Should I Block ICMP?

99 comments

·May 21, 2025

protocolture

ISP: No you should definitely have ICMP available for testing.

SAAS Engineer: Leave it on so I can tell when your shit goes down without having to consult your service status page.

Sysadmin: I really dont care what you do, just enable it when you raise a complaint with your ISP so they can tell you what you broke.

Residential: Your TP Link hyper dreadnought super hawk that is taking up every inch of the 5ghz indoor spectrum in your home is probably already blocking icmp for you. Its probably also already part of a botnet. YMMV.

wahern

> Sysadmin: I really dont care what you do

Dropping ICMP breaks path MTU discovery (PMTU). It's the biggest reason why sites break when accessed (or served) over VPNs. This is often mitigated on the server, or in NAT-ing routers, by clamping TCP MSS, but that doesn't really resolve the problem. It doesn't fix it for UDP, nor likely for double VPN scenarios, etc, plus you're just losing bandwidth that way.

Some people make fatalistic arguments that even if they allow ICMP, something downstream may not have, so it's futile. But the networks in the middle rarely if ever block ICMP; those engineers know better. The real issue is on the ends. If you're a sysadmin dropping ICMP, you're half the problem. Fix ICMP on your end, and half the problem goes away. The other half of the problem are those NAT-ing routers, firewalls, and VPNs that don't handle ICMP properly. You can't fix those, but plenty of residential and commercial equipment on the other end, as well as VPN setups, actually do the right thing. Don't make perfect the enemy of better.

protocolture

You are absolutely correct, but also, I am already having to clamp MTU for most business customers anyway, for a hundred reasons.

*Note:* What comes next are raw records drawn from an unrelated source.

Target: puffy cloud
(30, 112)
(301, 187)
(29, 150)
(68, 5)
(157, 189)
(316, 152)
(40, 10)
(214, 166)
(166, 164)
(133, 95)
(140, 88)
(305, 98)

The issue is that sysadmins make this the ISP's issue anyway. They wont do any kind of investigation but simply yell at the telco. Telcos are ready willing and able to clamp. Its as natural as breathing at this point.

The only thing that gets me is when the some small business refuses to enable ICMP for troubleshooting when they raise a complaint. You have to come to the table at least that far.

Avicebron

> small business refuses to enable ICMP for troubleshooting

Depending on your definition of small business, asking someone "hey can you enable ICMP real quick" is like asking them "hey can you build a rocket ship while skydiving?"

slt2021

the problem is ICMP can be abused for attacks like ICMP flood, ICMP smurf, because src.ip can be easily spoofed.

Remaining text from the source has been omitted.